A falling out between friends

In tiny Haines, Alaska (pop. 1,366), some 200 Canadians were suddenly disqualified last week from the annual Salmon Derby. Exclaimed Contest Chairman David Olerud, owner of a sporting goods store: "My God, they're our neighbors!" In Atlantic and Pacific coastal waters, about 100 commercial fishing boats--60 or so American--withdrew in the direction of their home ports. Both countries then set their diplomats to thrashing out the issue that had divided them: the right to fish off each other's coast.

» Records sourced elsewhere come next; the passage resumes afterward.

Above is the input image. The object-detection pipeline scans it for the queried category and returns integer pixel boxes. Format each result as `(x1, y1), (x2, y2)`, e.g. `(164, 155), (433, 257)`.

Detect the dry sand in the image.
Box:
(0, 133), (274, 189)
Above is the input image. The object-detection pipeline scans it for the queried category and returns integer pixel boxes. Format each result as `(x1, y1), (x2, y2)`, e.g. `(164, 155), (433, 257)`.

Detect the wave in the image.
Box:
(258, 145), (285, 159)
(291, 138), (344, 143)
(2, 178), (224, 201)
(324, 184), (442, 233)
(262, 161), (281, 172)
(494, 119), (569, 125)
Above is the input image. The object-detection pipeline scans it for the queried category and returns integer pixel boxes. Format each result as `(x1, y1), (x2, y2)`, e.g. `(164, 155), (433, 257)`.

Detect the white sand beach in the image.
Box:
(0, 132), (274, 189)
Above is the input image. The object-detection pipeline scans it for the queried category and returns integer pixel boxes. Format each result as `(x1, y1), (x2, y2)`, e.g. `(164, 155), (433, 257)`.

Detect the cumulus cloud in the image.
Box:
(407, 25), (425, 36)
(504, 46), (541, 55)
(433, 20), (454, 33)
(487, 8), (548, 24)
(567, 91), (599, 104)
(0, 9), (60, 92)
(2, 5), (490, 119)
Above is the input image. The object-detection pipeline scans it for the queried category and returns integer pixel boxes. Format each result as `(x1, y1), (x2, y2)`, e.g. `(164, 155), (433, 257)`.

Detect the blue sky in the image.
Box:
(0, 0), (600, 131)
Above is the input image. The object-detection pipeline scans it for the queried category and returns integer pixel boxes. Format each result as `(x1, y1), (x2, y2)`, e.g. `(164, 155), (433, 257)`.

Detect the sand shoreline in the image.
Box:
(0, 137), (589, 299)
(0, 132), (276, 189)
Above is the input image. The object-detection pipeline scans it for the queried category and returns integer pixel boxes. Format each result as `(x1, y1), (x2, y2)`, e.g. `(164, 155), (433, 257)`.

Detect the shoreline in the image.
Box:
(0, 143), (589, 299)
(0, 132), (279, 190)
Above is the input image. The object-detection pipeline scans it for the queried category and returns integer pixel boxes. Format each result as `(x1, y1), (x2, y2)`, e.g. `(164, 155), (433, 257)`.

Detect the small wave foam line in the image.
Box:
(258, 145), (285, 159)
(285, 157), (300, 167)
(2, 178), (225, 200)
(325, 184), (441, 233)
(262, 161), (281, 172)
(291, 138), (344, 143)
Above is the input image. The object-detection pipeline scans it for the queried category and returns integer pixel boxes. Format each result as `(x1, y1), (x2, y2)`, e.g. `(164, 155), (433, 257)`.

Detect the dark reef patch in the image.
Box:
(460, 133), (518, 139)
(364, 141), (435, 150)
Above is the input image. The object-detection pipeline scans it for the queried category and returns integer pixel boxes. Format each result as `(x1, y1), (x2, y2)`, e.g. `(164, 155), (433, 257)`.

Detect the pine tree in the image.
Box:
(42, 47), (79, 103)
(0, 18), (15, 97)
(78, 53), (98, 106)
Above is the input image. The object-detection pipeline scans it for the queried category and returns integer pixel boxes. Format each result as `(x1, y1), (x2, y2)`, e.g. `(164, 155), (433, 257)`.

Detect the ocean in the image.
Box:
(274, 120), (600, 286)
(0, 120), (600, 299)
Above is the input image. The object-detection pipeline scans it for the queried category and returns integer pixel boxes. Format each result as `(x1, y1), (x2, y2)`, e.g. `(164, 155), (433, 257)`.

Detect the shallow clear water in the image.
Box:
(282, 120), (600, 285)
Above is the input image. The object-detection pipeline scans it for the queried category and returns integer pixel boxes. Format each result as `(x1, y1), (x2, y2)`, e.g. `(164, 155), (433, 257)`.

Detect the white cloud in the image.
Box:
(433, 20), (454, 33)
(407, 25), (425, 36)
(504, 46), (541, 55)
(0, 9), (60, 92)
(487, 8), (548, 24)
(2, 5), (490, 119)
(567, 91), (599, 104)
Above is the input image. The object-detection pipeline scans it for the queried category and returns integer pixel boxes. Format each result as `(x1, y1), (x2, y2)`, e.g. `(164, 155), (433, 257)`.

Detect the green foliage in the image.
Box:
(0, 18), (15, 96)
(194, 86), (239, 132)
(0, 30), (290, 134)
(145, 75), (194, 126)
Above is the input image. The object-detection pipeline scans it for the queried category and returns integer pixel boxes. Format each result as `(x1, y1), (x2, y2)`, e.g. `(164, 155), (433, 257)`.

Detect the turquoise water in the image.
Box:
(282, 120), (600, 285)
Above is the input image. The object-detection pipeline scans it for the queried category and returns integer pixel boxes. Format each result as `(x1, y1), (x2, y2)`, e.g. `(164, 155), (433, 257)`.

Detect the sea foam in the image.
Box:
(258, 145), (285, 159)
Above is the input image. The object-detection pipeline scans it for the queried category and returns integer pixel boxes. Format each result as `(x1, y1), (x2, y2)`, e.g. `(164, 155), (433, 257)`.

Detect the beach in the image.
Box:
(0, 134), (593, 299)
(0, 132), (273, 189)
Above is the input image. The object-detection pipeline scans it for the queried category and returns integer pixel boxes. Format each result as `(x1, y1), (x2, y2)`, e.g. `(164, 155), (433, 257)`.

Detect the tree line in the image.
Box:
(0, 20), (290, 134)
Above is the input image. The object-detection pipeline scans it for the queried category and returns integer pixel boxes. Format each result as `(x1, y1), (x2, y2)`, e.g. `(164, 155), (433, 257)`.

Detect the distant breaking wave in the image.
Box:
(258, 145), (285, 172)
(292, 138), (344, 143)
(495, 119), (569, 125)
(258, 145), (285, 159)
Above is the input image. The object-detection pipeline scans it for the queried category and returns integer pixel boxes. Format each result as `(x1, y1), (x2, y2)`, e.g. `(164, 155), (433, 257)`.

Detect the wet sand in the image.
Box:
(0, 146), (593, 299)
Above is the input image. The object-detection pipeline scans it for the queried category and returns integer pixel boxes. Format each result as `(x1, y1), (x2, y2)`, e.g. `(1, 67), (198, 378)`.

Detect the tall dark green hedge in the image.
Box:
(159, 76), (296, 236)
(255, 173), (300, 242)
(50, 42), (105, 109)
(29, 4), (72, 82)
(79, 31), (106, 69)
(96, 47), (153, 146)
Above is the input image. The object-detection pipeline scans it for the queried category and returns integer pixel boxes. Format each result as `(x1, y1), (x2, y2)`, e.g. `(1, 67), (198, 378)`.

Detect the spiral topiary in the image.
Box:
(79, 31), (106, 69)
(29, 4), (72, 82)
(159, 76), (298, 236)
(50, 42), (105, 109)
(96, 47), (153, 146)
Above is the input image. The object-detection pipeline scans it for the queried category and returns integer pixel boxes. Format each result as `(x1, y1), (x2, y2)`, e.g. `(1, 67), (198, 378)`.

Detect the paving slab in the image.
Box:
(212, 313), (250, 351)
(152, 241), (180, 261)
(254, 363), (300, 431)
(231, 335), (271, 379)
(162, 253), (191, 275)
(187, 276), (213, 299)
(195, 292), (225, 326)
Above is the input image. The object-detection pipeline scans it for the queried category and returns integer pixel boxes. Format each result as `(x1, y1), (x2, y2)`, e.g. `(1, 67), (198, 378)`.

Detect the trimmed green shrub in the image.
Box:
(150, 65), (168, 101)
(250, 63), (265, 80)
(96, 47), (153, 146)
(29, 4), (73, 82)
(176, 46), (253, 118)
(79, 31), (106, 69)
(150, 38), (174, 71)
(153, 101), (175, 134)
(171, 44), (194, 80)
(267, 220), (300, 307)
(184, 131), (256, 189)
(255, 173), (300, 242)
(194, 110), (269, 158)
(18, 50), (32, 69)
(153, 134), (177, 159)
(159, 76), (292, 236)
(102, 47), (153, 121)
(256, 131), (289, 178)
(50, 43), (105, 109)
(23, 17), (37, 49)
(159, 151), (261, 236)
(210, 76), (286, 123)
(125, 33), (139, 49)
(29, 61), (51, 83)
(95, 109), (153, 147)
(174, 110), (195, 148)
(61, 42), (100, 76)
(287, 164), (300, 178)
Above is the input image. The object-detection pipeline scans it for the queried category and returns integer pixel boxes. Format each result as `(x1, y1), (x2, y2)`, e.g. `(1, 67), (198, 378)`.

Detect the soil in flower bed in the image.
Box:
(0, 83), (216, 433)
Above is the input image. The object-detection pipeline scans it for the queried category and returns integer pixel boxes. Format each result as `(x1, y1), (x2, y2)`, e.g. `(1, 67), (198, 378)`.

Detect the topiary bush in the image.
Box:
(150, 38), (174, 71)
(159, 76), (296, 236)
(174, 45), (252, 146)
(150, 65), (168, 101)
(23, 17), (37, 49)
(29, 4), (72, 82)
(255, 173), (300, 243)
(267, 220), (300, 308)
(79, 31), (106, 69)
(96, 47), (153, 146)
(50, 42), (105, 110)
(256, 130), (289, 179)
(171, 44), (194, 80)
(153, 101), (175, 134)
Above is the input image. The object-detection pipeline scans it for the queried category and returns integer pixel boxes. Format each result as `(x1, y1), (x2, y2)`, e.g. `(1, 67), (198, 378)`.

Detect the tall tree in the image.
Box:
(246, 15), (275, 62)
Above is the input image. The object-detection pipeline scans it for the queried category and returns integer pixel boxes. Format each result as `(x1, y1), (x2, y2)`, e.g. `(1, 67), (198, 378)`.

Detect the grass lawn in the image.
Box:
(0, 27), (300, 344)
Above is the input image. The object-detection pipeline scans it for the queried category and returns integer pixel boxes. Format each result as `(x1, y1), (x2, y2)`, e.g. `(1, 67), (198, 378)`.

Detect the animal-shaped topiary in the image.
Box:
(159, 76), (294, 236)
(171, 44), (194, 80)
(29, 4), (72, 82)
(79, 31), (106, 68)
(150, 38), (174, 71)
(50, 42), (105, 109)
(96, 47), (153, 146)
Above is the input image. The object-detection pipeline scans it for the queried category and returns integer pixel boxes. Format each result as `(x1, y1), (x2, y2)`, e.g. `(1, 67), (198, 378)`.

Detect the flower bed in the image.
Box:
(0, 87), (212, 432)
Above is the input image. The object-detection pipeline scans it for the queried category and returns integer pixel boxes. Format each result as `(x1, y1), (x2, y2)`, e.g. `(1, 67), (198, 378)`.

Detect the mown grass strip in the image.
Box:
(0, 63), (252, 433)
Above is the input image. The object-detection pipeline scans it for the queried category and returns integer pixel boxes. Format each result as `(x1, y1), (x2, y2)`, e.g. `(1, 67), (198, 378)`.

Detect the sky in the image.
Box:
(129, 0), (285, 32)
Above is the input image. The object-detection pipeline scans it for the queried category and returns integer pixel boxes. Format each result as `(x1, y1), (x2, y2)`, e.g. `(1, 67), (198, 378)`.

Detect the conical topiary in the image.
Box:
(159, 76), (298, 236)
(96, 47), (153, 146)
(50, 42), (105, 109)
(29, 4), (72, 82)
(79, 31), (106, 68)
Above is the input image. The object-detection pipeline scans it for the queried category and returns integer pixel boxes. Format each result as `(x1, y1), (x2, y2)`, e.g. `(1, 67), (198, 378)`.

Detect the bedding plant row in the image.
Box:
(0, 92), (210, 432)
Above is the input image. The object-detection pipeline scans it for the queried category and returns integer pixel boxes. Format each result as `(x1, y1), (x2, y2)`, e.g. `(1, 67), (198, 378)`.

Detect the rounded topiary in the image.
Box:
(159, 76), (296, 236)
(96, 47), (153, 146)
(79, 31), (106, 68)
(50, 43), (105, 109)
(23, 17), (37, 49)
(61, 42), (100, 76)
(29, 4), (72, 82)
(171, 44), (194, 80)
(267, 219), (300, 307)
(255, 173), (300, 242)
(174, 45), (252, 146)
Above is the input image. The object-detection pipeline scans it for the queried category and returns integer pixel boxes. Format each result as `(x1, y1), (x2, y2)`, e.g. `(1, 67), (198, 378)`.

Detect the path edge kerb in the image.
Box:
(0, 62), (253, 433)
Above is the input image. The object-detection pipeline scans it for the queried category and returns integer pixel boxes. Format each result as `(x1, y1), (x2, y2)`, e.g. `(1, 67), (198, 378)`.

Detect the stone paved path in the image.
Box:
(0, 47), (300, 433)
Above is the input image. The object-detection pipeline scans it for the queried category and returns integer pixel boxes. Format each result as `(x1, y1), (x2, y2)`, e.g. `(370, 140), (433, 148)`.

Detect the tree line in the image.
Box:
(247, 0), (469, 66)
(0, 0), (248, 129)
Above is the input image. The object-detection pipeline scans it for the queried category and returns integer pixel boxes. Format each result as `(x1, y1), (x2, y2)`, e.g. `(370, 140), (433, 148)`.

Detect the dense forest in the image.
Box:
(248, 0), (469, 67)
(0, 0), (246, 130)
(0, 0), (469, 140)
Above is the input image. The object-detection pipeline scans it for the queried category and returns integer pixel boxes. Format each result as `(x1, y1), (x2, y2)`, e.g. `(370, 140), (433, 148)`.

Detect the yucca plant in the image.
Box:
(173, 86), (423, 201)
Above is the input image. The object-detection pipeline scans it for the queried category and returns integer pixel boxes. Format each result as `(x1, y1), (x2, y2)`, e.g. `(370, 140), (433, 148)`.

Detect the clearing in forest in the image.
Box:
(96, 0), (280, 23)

As border clashes go, it was remarkably civilized. The Canada-U.S. Fish War, as it was immediately dubbed, grew out of the adoption in 1977 by the two countries of 200-mile territorial limits for fishing. The jurisdictions overlapped in four areas: Georges Bank off New England, the Juan de Fuca Strait between Vancouver Island and Washington, waters off the Alaskan Panhandle and the Beaufort Sea off northeastern Alaska. With negotiations to settle the border problem going nowhere, Canada banned U.S. commercial fishermen from its waters. The U.S. quickly reciprocated.

Besides boundary lines, the dispute involves conservation. The U.S. last year gave Canadians temporarily increased access to U.S. West Coast salmon grounds, on condition that Canada close its Swiftsure Bank fishing area off British Columbia, where much of the U.S. salmon catch matures, from April 15 until June 14. Canada dawdled in honoring the proviso until May 15. On the East Coast, Canada demanded that the U.S. cut back its catch of scallops, cod, pollock and haddock on the Georges Bank to match quotas imposed by Ottawa on its own fishermen. State Department negotiators declared that Washington did not have the authority to impose such restraints.

Neither side wants the fish fuss to go on. Next week, negotiators will sit down again in Ottawa to seek a solution. In any event, while the dispute is causing hardships for some individual fishermen, it affects no more than $20 million worth of fish. Compared with the $50 billion in annual trade between the two countries, that is not much to be carping about.